Sister of Blitz victim remembers her baby brother at special anniversary Mass

Julia McCoey lights a candle in memory of her brother Manuel Loughran who died in the Blitz. Picture by Matt Bohill
John Monaghan

A WOMAN whose baby brother died in the Belfast Blitz said last night she was "delighted to have the opportunity to remember him" at a special Mass in memory of the victims 75 years on.

Julia McCoey (77) was just three years old when her family home at Wall Street in Carrick Hill in north Belfast was "blown to bits" on the night of April 15 1941.

More than 900 people died when almost 200 Luftwaffe planes attacked the city on a night of relentless bombing.

Mrs McCoey's brother, Manuel Loughran, who was just six weeks old, died from injuries suffered in the bombing.
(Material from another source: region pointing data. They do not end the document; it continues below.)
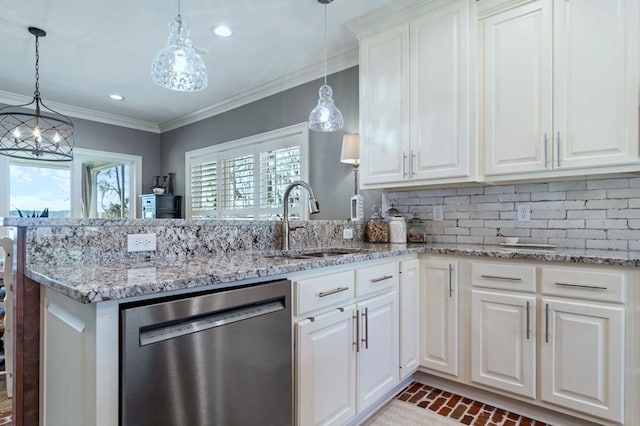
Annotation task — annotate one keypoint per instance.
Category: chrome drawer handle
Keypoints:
(384, 278)
(588, 287)
(334, 291)
(528, 320)
(497, 277)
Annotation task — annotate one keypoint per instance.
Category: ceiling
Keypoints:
(97, 48)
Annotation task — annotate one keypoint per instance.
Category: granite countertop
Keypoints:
(111, 281)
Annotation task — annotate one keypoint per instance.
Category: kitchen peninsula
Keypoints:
(73, 275)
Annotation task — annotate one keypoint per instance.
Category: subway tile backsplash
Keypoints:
(585, 214)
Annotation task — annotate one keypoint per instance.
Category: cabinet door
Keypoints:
(439, 316)
(384, 105)
(378, 358)
(503, 341)
(326, 369)
(516, 63)
(596, 82)
(582, 358)
(440, 93)
(409, 320)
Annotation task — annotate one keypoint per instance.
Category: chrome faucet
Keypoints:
(314, 207)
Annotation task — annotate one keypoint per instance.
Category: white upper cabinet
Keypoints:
(560, 88)
(384, 105)
(415, 100)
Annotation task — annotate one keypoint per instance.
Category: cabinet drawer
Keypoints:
(376, 278)
(504, 276)
(584, 283)
(326, 290)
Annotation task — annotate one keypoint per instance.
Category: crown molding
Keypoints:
(83, 113)
(334, 64)
(391, 14)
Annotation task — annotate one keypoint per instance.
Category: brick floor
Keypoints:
(463, 410)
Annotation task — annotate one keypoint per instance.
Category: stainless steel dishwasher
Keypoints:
(222, 358)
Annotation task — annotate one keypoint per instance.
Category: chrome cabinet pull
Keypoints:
(546, 320)
(383, 278)
(357, 342)
(588, 287)
(334, 291)
(404, 165)
(528, 320)
(546, 158)
(558, 150)
(411, 160)
(365, 315)
(498, 277)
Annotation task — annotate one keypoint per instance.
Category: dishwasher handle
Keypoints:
(161, 332)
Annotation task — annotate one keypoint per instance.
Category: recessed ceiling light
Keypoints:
(221, 30)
She told The Irish News: "I come from a family of 11 and everyone survived except Manuel.

"My mum rounded up all of us. We had a house in Ardglass and we went there immediately in a neighbour's taxi. My brother was buried in Downpatrick.
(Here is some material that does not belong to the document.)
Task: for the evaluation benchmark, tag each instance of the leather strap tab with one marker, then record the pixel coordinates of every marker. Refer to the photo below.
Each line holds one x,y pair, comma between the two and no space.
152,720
"We lived in Ardglass for a while and then eventually came back to live in Carrick Hill when my dad got the house repaired."
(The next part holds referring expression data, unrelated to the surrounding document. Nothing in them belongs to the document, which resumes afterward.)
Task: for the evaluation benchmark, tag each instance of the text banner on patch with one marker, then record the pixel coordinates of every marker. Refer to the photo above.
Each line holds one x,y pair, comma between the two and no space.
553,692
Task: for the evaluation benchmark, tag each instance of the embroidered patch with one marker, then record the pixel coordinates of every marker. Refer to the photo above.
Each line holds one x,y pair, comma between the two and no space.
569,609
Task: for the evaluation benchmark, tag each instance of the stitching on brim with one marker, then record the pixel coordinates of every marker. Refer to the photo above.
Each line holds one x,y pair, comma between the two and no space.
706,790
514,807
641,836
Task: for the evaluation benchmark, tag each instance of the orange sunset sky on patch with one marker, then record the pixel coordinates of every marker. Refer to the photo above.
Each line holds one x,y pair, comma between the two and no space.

She said she always marked the anniversary by lighting a candle in memory of her baby brother.

"I'm just delighted to have the opportunity to remember my brother with this Mass. We just feel we have to do something to remember him."

Several priests celebrated the Mass at St Patrick's Church in Donegall Street near Belfast city centre along with Noel Treanor, the Bishop of Down and Connor.

Parish priest Fr Michael Sheehan said that it was important to remember a "dark shadow which engulfed our country and our continent".

He said: "Many of the victims were never identified and were buried in a mass grave - 123 unidentified victims were placed in graves in the City Cemetery, and there was another mass grave in Milltown.

"They were men, women and children who died because of an insatiable desire for power and gain... the actions of a flawed philosophy."

Fr Sheehan said that night 75 years ago would also be remembered for "ordinary people doing extraordinary things."

"In the midst of darkness there were always, and there always will be, acts of courage and selflessness. Wardens, fire and ambulance services, good neighbours. They were woven like golden threads into the darkness.

"We must continue to inform the present generation of the horror of war. The answer to the most profound questions is not a political theory.... it is the person of Jesus Christ."